Genes were bound by conserved transcriptional start and stop signals and separated by intergenic regions (IGR) that varied in length and sequence composition (Table 2). Similar to MenPV, TioPV, and ThkPV2, AchPV predicted transcriptional start signals most commonly contained a guanine residue in the +1 position (instead of the typical adenine in other rubulaviruses and other PMVs), although this was not confirmed experimentally. Notably, two start codons were identified in the +1 translation frame of the AchPV1 HN mRNA at positions 34 and 43. The former translation start codon had T, A, and T residues in the −3, −1, and +4 positions, respectively, compared to A, C, and G in the latter.
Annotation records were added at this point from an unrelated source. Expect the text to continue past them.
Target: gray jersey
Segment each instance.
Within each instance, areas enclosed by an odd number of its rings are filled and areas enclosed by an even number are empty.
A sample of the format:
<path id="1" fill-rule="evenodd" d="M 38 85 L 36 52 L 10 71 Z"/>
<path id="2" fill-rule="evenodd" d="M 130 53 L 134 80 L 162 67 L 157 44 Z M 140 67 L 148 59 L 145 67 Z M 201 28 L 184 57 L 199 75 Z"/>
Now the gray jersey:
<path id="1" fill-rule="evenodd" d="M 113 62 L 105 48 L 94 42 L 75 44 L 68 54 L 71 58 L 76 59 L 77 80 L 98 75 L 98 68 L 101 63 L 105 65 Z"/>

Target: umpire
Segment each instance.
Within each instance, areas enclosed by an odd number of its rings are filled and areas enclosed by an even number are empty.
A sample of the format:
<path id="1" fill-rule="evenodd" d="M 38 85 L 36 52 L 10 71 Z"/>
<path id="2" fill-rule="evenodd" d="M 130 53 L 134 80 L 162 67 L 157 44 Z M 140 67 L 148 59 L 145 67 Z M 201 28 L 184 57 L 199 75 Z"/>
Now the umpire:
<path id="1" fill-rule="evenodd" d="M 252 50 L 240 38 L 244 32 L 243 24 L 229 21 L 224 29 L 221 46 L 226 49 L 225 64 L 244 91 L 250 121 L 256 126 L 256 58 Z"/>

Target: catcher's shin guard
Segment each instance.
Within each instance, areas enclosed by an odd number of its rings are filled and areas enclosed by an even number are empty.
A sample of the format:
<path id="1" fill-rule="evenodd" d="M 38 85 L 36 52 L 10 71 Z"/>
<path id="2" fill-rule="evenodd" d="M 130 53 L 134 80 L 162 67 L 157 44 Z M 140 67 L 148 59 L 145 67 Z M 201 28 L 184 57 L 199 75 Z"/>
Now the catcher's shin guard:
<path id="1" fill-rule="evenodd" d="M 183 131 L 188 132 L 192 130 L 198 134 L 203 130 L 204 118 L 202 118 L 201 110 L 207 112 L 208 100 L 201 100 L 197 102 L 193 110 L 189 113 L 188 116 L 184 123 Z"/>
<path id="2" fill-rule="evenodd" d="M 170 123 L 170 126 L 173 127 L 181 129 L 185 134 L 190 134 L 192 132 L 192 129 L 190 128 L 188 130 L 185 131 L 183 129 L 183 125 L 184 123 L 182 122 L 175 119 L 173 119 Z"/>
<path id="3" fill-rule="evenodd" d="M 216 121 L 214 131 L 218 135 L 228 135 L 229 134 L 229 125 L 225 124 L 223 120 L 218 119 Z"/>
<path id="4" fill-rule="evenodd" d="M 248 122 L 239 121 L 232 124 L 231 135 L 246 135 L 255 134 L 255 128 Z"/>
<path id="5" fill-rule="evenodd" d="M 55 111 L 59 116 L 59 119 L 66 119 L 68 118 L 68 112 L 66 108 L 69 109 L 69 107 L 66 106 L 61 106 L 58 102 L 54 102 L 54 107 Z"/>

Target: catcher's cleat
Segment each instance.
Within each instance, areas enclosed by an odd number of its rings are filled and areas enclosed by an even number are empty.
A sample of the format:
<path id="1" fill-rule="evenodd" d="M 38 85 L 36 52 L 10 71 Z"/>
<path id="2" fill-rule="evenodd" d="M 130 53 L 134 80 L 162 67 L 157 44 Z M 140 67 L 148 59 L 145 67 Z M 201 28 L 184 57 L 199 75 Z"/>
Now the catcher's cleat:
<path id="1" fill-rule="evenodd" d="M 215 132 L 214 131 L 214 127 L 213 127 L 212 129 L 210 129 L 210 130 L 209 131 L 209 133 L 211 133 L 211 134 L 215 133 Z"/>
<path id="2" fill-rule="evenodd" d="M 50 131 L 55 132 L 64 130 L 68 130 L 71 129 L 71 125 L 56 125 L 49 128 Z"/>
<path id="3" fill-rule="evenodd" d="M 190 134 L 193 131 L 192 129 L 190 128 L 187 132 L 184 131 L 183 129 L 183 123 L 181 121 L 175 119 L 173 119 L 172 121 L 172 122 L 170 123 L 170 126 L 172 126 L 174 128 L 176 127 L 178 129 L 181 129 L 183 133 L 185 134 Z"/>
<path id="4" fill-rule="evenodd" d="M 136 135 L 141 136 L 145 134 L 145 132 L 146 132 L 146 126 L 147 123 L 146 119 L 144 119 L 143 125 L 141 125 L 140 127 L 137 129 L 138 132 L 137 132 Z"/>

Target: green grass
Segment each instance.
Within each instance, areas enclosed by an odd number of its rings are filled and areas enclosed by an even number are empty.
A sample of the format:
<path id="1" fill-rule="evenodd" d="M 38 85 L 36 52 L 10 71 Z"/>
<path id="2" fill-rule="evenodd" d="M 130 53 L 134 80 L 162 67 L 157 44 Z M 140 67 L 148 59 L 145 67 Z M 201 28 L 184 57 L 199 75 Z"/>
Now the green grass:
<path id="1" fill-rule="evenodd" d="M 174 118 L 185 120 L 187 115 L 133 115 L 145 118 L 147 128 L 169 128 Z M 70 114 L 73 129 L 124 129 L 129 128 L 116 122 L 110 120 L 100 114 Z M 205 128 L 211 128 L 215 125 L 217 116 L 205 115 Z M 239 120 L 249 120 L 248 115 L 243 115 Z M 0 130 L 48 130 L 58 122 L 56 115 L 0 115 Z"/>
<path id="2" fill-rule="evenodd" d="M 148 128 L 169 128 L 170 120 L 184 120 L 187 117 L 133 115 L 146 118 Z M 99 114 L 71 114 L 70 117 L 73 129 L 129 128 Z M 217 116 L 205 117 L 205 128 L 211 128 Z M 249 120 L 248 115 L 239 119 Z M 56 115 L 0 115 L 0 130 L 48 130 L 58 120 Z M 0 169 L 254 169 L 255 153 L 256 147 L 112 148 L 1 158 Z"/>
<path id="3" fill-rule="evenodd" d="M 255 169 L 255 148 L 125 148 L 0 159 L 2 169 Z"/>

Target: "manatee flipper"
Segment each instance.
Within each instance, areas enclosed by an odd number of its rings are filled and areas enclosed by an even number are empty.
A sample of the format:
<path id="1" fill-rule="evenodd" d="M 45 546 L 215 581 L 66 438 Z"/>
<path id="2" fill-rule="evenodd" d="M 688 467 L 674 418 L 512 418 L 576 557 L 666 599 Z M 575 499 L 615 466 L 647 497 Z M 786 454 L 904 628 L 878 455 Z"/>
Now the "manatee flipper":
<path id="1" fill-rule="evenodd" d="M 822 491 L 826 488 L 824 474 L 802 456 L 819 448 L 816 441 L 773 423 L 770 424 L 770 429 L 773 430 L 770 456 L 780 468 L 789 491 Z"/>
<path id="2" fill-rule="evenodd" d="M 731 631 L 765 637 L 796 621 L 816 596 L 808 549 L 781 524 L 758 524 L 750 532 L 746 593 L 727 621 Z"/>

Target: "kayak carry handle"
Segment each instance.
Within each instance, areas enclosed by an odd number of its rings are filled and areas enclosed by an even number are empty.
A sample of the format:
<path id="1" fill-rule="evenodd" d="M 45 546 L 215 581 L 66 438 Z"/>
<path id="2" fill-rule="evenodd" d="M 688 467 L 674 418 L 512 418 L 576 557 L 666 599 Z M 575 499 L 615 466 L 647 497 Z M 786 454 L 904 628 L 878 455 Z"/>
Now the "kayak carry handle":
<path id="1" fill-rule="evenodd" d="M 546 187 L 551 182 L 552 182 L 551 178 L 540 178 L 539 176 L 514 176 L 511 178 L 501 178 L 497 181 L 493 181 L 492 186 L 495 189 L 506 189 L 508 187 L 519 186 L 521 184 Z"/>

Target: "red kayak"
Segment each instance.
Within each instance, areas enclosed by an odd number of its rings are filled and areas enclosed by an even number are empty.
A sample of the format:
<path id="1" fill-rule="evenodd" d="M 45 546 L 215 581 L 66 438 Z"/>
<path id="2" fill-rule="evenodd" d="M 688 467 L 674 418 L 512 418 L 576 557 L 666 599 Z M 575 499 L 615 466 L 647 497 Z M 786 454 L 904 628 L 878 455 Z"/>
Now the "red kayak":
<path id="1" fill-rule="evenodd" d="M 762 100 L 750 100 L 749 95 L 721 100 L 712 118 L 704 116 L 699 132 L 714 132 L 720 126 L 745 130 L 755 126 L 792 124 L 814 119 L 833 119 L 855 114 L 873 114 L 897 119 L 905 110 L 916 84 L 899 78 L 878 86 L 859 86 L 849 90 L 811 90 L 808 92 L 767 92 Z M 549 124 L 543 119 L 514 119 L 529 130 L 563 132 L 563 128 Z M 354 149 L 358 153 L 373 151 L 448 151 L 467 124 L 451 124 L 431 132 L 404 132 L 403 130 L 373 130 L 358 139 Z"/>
The latter site thus was annotated as the translational start site based on its enhanced suitability according to the Kozak consensus sequence (32). Although it was not experimentally confirmed whether the AchPV attachment proteins cause hemagglutination or possess neuraminidase activity, they were annotated as HN by convention with closely related viruses.

Table 2.

Gene boundary information for AchPV1 and AchPV2, including sequence boundaries for the start and finish of transcription for each gene and length and sequence boundaries of IGRs^a

Virus sequence	Start	Gene	Stop	IGR sequence boundaries	Size (nt)
AchPV1	gGGCCcGaac	Consensus	ttttTTTAAGAAAAAa
	AGGCCCGAAAGT	N	TTTTAAGAAAAAA	TTGAAATTT	9
	GGGCCCGAAG	P	TTTAAGAAAAAA	CCAAAAGT	8
	GGGCCCGGAC	M	TTTTAAGAAAAAA	CTTGAGGATATATA.........GAAGAAAAGAAGAAT	69
	GGGCCCGGAC	F	TTTAAGAAAAAA	CTGATAAGTTGAGG.........AAGATAATCAAACAT	42
	GGGCCCGACC	HN	TTTAAGAAAAAA	GTTGAGTAGAAGTG.........CAGGACAATAATAAT	90
	GGGCCAGAAT	L	TTTTTTTAAGAAAAA	CGACTTATTGATTTT ... 5′ trailer
AchPV2	gGGCCcGAa	Consensus	tTTTAAGAAAAAa
	AGGCCCGAATGT	N	TTTTAAAGAAAAA	CAAAGAT	7
	GGGCCCGAAT	P	TTTAAGAAAAAA	CTTATAAACTGATACACTAAAAGT	24
	GGGCCAGAAC	M	TTTAAGAAAAAA	TGTAACCATCTTTAAGTGCAAGTT	24
	GGGCCCGACC	F	TTTAAGAAAAAA	CTATGCT	7
	GGGCGCGAAC	HN	TTTAAGAAAAAA	TCTAATAATGATCATATAACCCT	23
	GGGCCAGAAT	L	ATTAAGAAAAAA	CTTATTCATTTTCCC ... 5′ trailer

^aUppercase letters denote the base where conserved across all genes; lowercase letters show the majority base where site is variable across the genome.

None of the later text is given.